Why Wesfarmers (ASX: WES) is a great leading share of ASX
Wesfarmers Ltd (ASX: WES) is in my opinion one of the best blue-chip ASX stocks.
It’s one of the oldest companies in ASX and I think it still has a lot of potential for long-term growth.
Here are the reasons why I really like it:
The portfolio of companies that Wesfarmers currently owns is really good in my opinion.
When you look at Bunnings, it’s the biggest hardware chain in Australia. It makes an excellent Return on Capital (ROC) for Wesfarmers and generates the most operating profit for the company. Bunnings is also diversifying with acquisitions such as Beaumont Tiles. It is also aiming for a greater market share of professional customers.
Officeworks is the market leader for office products in Australia. He benefited from people’s need to learn from home and work from home. Technology will continue to be important to students and businesses for a long time to come.
Kmart is probably the best department store company in Australia.
Catch is a growing online retail business with a lot of potential in the years to come.
The industrial and security activities of Wesfarmers and WesCEF are also very efficient.
With respect to the return on capital for fiscal year 21, Bunnings’s ROC was 82.4%, the ROC of Kmart Group (including Target and Catch) was 52.1% and the ROC of Officeworks was by 22.3%. These are impressive numbers.
I’m really drawn to the fact that Wesfarmers can decide to invest in any industry they want.
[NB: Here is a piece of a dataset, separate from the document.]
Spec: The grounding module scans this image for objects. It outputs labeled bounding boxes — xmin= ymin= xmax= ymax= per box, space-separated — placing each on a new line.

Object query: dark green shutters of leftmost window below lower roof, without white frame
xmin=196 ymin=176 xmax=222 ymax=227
For example, it has invested in lithium with its involvement in the Mt Holland project. This could be a good source of income for the Wesfsrmers in the years to come. This gives it exposure to a new age industry.
The company also monitors the activity of Priceline Pharmacy Australian Pharmaceutical Industries Ltd (ASX: API).
Over time, the blue-chip ASX stock may invest and sell different companies and industries within its portfolio. This should ensure the sustainability of the business.
Commitment to shareholder returns
Wesfarmers has a healthy dividend payout ratio for shareholders. It brings in a solid income while retaining some capital for more profit. In fiscal 21, it paid a dividend of $ 1.78 per share (up 17.1%), while underlying earnings / earnings per share (EPS) was $ 2.14 .
But, due to the fact that Wesfarmers now has so much capital on its balance sheet, the board of directors also recommended a return of capital of $ 2 per share.
Capital growth and dividends are a good combination.
Final thoughts on Wesfarmers and the stock price
Wesfarmers is a big, top-notch ASX share. I would be happy to own it and keep it in my wallet. It looks better after a 14% drop from August 20, 2021.
But I still wouldn’t count it as Great value given that sales are down from the amazing FY21. CommSec sets it to 29x the estimated earnings of FY22. There may be other ASX dividend stocks that are better choices.